Whatever the historical Herod’s merits or demerits were, the Herod of Matthew’s Gospel represents exactly the structure Jesus will topple. Outwardly, he appears somewhat Jewish, and even throws them a nice building or two, but his heart, his life, and his possessions are committed to keeping the Empire going so that he can retain his wealth, position, and power. He is Rome’s creature. And he is not above using financial and military oppression to keep things just the way he likes them.
On the other side, we have Jesus, the new king of the Jews. This king is actually Jewish, from the line of David, and apparently conceived by Israel’s God Himself. This king comes from a little town, born in a basement in which traveler’s kept their animals. He has none of the Empire’s wealth and none of their support. His supporters are fishermen, reformed tax collectors, prostitutes looking for a better world, and whatever the heck Nathaniel did all day. What he does have is an office, a mission, the sanction of YHVH, and the power of the Spirit.
The Herod of Matthew 2 is not going to last very long into the gospel story, but it’s still not an exaggeration to say that Matthew’s story will be the clash between these two powers. On the one hand, the rich and powerful “Jews” who keep Israel under their thumb, and on the other hand is the king in exile returned to claim his throne, topple the powers that be, and restore righteousness and justice to Israel, putting them back on top.

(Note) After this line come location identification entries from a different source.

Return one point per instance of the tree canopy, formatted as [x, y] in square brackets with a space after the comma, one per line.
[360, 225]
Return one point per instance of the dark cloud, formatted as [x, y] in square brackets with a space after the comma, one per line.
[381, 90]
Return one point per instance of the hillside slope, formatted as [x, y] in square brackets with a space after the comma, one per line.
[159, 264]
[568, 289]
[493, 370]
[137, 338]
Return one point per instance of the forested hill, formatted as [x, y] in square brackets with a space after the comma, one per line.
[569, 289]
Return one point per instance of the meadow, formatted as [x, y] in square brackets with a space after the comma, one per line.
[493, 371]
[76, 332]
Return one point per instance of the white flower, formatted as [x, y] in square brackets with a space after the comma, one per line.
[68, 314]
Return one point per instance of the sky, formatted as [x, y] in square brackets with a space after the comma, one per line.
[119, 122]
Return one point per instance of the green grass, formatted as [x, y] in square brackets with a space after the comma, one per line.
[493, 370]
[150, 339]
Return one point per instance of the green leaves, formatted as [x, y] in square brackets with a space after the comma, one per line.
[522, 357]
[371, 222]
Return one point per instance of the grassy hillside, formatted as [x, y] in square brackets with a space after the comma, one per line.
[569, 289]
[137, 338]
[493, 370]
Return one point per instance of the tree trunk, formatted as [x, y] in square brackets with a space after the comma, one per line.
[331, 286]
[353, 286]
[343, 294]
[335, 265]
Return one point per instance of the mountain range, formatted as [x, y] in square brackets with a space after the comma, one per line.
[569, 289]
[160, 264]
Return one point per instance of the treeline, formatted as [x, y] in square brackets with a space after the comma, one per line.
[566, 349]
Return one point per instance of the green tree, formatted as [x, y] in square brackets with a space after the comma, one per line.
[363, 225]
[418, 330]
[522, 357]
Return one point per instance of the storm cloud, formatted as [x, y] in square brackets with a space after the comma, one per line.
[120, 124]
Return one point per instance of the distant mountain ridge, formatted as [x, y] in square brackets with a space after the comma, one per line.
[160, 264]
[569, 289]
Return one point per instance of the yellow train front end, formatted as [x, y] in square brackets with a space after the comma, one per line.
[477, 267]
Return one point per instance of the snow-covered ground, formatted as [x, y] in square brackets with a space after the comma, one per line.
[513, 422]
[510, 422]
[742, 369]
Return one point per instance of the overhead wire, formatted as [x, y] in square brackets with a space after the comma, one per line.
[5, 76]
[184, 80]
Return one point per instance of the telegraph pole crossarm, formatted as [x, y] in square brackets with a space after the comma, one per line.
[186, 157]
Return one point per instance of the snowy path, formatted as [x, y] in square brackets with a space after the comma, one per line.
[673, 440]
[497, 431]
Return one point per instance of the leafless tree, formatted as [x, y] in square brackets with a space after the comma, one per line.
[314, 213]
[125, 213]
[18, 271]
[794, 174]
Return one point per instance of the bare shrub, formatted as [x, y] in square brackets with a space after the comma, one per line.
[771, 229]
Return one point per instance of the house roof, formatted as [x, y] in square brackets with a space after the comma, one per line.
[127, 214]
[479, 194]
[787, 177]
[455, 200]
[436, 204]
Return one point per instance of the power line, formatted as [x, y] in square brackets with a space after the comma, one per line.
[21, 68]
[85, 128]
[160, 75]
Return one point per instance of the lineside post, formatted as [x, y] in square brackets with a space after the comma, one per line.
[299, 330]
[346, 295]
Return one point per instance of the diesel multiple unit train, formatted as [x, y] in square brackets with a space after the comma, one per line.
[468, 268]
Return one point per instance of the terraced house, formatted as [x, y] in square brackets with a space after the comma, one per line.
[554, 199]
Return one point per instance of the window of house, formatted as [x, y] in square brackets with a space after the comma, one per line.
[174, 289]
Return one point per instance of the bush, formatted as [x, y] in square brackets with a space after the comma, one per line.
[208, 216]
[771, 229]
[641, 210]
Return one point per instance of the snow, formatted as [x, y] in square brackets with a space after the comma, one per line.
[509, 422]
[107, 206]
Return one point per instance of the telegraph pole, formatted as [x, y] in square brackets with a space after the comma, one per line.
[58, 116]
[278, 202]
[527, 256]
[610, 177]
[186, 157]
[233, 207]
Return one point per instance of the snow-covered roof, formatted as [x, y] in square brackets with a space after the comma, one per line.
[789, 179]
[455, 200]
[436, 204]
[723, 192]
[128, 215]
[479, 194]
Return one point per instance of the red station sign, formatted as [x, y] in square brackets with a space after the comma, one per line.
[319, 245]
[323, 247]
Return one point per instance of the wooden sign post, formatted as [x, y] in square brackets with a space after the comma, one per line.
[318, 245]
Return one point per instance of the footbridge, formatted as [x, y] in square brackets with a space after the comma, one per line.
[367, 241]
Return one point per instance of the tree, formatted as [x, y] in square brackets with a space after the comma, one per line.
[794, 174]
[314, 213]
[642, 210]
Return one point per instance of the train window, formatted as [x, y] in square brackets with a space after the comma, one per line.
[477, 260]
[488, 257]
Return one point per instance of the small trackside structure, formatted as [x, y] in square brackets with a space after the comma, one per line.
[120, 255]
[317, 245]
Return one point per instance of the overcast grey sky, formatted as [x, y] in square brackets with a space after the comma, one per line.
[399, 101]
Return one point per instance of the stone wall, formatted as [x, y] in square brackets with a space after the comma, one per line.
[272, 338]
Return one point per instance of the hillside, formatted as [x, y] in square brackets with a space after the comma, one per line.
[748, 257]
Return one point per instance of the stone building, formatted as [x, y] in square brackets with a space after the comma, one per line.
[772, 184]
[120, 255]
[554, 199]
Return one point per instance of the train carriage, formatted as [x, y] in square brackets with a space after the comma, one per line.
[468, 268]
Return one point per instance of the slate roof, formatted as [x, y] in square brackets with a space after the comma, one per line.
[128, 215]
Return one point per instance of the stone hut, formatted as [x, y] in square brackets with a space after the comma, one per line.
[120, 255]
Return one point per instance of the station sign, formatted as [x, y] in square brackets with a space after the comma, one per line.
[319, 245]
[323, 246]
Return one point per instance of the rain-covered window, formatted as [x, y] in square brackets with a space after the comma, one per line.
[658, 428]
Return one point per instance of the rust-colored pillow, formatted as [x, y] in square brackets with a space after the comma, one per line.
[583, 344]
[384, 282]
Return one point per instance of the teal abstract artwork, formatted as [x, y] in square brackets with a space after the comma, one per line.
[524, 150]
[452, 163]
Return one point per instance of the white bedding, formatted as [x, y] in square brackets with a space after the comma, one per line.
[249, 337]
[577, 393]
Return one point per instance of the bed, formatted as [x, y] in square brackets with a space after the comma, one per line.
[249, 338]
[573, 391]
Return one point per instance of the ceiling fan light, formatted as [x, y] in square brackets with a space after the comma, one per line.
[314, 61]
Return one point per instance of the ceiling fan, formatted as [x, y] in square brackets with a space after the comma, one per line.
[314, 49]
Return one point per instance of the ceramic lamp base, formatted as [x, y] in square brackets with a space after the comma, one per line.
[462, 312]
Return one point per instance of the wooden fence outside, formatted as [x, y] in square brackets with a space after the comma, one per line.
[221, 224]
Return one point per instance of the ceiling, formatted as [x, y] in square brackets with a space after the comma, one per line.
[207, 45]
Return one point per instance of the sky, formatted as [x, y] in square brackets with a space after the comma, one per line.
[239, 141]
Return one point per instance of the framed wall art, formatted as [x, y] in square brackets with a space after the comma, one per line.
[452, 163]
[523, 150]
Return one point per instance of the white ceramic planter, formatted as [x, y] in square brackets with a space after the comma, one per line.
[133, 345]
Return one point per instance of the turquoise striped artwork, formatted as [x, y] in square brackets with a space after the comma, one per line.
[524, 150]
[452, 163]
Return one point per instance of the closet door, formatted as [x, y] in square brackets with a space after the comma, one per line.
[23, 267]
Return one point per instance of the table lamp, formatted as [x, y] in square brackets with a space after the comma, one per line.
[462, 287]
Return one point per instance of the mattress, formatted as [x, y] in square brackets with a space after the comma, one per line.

For the past few posts, I have tried to emphasize the political, Israel-centric nature of Matthew’s story for a wide number of reasons, not the least of which being that such is the story Matthew is telling. This is a story about sand, dirt, spit, and blood. It’s about money, buildings, and armies. It’s about ships, bread, wine, secret meetings, covert propaganda, and capital punishment for rebellion. It’s about who is in power and what the kingdom looks like under their reign.
There is a danger that the concretely historical nature of Matthew’s story may make it feel distant from our world, but I would argue that very nature of it is exactly what makes it relevant.
Because, you see, Jesus is still the king – not just of Israel, but all the nations. And faithful Israel still exists – not as a small group of humble Jerusalem citizens, but as Jews and Gentiles the world over who share Abraham’s faith. And the kingdom continues to roll out, taking the new creation blessings with it, not just to Judea, not just to the Roman Empire as the biblical authors knew it, but to the entirety of creation.
And let me tell you something – you might miss out on the vast majority of what it means to be a Christian if all you get exposed to is the spiritual transformation aspect. Being the people of God in the world today is about spit, blood, food, money, armies, sacrifice, homes, cities, and rulers. It is still about revolution; not the kind that comes by the sword of steel, but the sword of the Spirit. There is nothing on the face of the earth that gets segmented away from the reign of God in Jesus Christ, and there is nothing that will not be radically transformed or banished by the work of new creation. This is what being a Christian is supposed to look like. This is what you signed up for.
It is because Jesus was born king of the Jews that he is your king, today, and such a title means something. It means everything.
- What are the different things that define a “kingdom,” and how are those present for the early followers of Jesus? How are they present, today?
- If we are a kingdom, what implications does that have for how we interact with the other “kingdoms” of our day? Should we be looking for allies among them or should we be leery of such a thing?
- Before God’s people were a kingdom, they were a new creation. What does a new creation look like, and how do we bring that to the nations as well? Is it purely something we wait for in the future?